Cristo, representado pelo estandarte de linho pintado pelo artista Veiga Valle, é encontrado apenas diante da Igreja São Francisco, que representa o Monte das Oliveiras, local em que os soldados de Caifá capturam o filho de Deus. Ouve-se então o toque do clarim pela segunda vez que anuncia a prisão de Jesus de Nazaré. O primeiro toque é feito na saída dos farricocos para iniciar a caçada ao rei dos judeus. Na época em que a comunicação por telefones e celulares era escassa o toque era fundamental para reunir os farricocos que estavam espalhados pela cidade.
O farricoco tem origem na punição de crimes da Idade Média
O espetáculo centenário teve início em 1745 quando o pároco espanhol da antiga capital do Estado de Goiás, João Perestelo de Vasconcelos Espíndola, trouxe a tradição à igreja da cidade. Segundo artigo publicado pelo doutorando em Sociologia da Universidade de Brasília, Clovis Carvalho Britto, intitulado Luzes e Trevas: Itinerários da Procissão do Fogaréu em Goiás, o personagem central da procissão do fogaréu, o farricoco, também aparece em Portugal e Espanha, assim como em representações religiosas de algumas das antigas colônias destes dois países.
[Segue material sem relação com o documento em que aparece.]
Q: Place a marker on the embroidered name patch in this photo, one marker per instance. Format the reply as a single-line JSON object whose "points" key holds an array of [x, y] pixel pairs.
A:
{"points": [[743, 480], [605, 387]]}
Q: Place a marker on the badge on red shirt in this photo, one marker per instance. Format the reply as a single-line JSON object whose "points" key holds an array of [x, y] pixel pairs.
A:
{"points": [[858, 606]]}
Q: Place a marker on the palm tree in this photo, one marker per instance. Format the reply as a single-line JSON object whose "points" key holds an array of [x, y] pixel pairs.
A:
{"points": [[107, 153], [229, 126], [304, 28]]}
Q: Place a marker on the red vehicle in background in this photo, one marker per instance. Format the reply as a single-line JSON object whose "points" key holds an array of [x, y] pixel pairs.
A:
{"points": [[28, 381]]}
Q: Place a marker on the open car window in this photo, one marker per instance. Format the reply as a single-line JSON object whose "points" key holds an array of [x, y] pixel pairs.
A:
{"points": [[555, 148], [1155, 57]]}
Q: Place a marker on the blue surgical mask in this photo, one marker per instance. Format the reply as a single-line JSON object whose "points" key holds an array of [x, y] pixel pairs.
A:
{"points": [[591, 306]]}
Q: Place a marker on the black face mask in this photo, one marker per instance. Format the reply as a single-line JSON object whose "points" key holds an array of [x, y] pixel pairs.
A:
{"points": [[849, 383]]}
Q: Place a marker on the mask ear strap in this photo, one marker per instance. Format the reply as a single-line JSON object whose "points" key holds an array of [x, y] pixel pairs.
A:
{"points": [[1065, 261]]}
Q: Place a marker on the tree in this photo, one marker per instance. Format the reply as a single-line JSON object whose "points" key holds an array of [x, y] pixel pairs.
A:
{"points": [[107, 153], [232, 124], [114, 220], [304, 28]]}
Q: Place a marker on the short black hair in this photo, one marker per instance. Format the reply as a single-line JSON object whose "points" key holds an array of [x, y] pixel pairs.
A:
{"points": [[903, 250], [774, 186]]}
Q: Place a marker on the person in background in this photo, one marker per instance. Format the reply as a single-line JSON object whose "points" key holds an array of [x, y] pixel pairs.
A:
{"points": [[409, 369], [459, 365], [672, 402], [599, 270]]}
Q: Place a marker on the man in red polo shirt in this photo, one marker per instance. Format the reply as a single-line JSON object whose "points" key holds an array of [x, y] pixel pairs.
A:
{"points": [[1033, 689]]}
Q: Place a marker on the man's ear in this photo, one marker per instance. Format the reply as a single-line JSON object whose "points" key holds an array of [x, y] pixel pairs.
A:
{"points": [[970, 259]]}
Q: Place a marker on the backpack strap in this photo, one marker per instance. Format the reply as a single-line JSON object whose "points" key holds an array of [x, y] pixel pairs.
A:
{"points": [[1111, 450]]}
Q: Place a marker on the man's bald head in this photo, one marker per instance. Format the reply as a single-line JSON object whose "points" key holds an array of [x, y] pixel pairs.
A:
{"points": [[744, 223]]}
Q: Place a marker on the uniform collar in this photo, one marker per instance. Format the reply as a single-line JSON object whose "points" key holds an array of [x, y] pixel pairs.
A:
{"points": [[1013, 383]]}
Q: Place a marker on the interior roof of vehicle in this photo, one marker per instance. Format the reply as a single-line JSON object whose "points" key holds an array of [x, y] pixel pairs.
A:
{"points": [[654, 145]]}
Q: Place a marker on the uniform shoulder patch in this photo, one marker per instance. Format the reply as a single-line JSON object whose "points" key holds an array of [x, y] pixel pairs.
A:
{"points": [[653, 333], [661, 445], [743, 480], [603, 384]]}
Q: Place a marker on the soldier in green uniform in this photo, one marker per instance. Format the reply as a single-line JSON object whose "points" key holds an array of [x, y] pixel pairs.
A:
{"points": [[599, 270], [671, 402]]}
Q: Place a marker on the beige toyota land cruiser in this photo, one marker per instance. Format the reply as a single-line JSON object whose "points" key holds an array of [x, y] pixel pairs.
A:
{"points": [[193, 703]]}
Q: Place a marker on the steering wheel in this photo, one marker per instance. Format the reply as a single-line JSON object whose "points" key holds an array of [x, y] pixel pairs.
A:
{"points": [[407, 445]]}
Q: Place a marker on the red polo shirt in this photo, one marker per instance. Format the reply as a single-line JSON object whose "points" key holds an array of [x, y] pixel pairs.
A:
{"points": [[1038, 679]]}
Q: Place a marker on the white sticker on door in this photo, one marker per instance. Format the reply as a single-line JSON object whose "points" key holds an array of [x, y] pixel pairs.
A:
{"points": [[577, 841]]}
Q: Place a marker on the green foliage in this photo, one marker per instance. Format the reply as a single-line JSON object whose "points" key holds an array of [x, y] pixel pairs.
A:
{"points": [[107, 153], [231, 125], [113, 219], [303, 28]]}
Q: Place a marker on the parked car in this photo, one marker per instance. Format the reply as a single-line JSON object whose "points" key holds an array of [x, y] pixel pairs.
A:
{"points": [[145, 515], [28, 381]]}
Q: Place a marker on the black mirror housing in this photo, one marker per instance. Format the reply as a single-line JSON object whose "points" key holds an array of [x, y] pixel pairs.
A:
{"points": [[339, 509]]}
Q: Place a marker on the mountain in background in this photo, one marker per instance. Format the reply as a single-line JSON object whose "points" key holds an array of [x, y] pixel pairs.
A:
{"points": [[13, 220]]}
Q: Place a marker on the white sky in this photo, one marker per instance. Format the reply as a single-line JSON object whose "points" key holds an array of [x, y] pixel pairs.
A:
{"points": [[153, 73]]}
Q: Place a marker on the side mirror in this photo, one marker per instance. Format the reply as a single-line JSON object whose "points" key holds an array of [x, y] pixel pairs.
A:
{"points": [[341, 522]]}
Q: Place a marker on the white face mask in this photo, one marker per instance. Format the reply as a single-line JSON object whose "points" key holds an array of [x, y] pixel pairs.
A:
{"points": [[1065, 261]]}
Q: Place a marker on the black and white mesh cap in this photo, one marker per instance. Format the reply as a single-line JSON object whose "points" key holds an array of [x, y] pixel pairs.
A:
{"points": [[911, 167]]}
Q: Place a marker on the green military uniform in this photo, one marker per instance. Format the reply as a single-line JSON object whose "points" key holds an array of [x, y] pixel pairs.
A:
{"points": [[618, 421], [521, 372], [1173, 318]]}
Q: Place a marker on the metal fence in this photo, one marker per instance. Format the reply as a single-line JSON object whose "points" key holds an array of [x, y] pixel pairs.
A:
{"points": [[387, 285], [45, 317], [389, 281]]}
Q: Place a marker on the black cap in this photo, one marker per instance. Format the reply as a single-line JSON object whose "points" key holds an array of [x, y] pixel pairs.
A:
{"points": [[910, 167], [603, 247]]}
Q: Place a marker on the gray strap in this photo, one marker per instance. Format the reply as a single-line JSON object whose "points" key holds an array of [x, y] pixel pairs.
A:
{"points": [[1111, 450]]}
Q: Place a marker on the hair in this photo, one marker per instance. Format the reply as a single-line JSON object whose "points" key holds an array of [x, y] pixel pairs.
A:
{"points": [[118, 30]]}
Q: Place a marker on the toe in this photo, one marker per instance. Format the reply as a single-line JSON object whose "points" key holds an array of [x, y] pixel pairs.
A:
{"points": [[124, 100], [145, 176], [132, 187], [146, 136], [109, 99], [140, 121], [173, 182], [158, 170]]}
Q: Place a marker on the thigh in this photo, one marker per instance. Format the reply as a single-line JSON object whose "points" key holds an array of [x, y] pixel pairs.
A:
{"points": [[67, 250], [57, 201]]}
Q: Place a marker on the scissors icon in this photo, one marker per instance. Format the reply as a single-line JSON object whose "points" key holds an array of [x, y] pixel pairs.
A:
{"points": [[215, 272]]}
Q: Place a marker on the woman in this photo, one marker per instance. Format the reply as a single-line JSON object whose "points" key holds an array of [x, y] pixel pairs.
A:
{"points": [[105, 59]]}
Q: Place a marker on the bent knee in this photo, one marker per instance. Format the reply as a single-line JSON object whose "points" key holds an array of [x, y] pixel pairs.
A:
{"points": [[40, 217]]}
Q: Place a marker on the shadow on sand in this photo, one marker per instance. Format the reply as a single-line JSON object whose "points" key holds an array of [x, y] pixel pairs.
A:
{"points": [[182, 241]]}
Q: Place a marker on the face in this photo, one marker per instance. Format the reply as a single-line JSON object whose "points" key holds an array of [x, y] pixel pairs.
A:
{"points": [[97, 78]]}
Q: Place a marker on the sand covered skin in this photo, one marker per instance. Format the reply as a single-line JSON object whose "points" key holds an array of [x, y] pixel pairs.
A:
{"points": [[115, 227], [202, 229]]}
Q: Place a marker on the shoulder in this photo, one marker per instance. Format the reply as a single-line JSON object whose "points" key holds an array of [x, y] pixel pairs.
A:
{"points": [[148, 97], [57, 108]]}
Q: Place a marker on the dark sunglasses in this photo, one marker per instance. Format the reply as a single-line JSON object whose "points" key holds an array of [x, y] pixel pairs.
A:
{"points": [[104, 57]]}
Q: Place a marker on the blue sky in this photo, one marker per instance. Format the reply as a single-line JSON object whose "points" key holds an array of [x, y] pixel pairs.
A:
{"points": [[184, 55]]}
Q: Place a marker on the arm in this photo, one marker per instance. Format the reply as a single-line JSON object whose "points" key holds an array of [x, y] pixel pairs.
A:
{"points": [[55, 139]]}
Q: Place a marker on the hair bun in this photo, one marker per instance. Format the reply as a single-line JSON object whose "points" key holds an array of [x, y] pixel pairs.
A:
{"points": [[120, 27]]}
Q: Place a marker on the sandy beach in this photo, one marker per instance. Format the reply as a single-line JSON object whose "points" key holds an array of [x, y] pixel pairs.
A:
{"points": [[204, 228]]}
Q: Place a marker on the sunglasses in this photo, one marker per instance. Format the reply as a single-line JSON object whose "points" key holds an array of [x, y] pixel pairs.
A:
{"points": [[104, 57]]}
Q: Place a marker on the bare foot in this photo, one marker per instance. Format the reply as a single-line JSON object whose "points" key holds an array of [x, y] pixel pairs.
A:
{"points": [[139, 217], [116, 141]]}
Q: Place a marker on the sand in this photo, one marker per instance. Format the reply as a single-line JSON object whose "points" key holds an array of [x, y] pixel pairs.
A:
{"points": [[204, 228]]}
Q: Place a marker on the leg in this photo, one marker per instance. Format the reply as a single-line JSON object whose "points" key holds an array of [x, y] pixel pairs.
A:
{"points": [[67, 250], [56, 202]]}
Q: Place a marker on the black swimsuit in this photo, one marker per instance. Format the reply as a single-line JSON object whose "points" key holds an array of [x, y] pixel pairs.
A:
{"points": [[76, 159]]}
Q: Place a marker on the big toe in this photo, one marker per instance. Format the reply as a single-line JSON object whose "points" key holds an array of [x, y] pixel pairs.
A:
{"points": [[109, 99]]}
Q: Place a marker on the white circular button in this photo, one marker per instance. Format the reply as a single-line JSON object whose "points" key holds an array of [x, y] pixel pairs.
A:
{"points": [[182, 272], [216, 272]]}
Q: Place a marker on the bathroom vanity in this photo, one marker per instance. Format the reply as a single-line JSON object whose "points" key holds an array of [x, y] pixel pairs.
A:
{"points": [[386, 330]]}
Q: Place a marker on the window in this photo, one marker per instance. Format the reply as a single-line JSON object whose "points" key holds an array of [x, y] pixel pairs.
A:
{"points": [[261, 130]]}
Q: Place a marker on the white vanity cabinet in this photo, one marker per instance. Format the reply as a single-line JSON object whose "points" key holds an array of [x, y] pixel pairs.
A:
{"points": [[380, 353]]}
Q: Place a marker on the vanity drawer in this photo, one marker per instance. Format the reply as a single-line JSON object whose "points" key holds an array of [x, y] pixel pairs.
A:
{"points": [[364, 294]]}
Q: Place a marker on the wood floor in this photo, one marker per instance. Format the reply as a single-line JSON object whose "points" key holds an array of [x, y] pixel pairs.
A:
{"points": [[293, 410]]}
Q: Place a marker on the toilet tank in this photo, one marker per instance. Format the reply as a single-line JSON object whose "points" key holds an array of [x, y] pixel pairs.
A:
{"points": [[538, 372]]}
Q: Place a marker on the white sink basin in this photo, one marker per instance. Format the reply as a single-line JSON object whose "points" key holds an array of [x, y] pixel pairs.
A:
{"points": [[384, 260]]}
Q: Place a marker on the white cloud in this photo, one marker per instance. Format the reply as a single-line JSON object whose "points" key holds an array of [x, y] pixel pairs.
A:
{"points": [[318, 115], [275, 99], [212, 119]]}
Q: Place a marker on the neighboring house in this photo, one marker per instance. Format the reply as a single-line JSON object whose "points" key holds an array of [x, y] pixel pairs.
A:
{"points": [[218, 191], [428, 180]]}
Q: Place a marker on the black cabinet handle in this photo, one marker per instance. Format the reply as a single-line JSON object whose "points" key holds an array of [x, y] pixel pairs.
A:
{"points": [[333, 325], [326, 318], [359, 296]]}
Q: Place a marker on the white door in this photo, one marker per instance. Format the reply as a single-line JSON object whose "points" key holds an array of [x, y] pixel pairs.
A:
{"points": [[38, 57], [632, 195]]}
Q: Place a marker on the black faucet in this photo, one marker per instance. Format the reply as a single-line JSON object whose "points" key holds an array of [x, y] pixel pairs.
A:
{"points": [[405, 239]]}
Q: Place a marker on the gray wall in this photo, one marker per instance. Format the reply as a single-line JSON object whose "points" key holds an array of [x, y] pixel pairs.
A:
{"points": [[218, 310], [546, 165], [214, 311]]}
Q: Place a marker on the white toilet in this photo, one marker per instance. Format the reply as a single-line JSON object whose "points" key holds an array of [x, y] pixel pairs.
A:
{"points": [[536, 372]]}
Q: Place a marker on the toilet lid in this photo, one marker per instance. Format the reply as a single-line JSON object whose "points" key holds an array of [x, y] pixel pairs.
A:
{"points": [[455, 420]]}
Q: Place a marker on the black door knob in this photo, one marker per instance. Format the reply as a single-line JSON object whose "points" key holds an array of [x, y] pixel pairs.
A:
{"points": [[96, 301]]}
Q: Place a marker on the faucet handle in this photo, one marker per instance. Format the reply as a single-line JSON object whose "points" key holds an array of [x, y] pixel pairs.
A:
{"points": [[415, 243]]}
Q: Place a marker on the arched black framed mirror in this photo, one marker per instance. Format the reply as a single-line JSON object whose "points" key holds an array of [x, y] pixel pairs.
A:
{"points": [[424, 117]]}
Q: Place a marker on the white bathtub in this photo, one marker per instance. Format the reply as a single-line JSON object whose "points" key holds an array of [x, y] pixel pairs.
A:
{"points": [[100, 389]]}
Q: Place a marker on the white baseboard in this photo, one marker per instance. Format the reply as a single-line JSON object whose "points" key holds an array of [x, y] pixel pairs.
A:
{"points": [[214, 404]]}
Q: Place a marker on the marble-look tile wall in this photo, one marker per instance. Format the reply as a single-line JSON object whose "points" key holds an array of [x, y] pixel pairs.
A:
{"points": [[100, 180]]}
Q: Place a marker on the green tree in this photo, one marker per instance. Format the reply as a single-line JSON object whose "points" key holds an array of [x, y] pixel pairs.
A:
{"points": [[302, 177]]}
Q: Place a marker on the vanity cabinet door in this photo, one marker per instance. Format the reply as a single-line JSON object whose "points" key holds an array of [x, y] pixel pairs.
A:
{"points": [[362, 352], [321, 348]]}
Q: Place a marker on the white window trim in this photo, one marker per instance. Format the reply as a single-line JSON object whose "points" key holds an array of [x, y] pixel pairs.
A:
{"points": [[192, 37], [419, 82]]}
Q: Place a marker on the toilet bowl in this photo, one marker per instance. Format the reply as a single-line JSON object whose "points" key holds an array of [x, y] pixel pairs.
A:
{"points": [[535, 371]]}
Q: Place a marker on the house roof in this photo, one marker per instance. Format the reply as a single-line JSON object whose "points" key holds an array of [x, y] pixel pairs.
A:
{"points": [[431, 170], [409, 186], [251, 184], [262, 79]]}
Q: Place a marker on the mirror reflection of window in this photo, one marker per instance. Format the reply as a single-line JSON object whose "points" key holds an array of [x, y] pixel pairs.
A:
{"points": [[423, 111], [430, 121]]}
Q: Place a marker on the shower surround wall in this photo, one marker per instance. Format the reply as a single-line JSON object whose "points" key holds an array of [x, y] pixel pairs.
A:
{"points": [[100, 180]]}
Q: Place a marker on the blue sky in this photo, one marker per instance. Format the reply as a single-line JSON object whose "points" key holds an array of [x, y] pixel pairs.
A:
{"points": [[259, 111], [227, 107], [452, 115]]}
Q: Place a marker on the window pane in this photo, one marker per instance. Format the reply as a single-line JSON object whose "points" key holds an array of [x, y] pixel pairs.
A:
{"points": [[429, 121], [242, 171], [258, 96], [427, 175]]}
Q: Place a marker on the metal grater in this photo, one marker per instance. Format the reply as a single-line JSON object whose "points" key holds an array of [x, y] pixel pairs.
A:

O farricoco está diretamente ligado a questão da penitência da Igreja Católica. Ele servia de punição imposta àqueles que não descumprissem as determinações da Igreja. Ao invés de serem representados com o luxo demonstrado pelas irmandades, vestindo os vistosos cavaleiros com vestidos de seda e empunhando espadas de prata na caçada de Cristo, os “desviantes” deveriam comparecer as celebrações com vestimenta feita de lã grosseira e o chapéu cônico, em referência ao capuz dos condenados. Eles deveriam percorrer o caminho a pé como forma de penitência.
De acordo com o artigo, a primeira imagem do farricoco, ligada à penitência, foi reforçada por uma modalidade de pena mais branda imposta pelo Tribunal da Inquisição: o sambenito. O tribunal do Santo Ofício tinha obrigação de espionar, denunciar, prender e remeter para o julgamento de Lisboa os indivíduos que cometessem alguns dos delitos designados pela Inquisição: heresia (blasfêmia,sacrilégio, feitiçaria, protestantismo, judaísmo, pacto com o demônio); bigamia; sodomia(cópula anal e homossexualidade); e solicitação (ato desonesto ou convite dos sacerdotes no confessionário).
O sambenito era uma forma de punição às faltas consideradas mais leves pela igreja. Consistia em uma vestimenta penitencial humilhadora que identificava a condição do herege e que deveria ser usado por tempo determinado pelo Tribunal da Inquisição, inclusive correndo o risco de serem açoitados por fiéis em vias públicas. Hoje, diferente de ser uma punição, o ato de se vestir de farricoco é considerado uma honra para os moradores da Cidade de Goiás que elevam o motivo de penitência ao lugar da preservação da tradição e identidade de nosso Estado.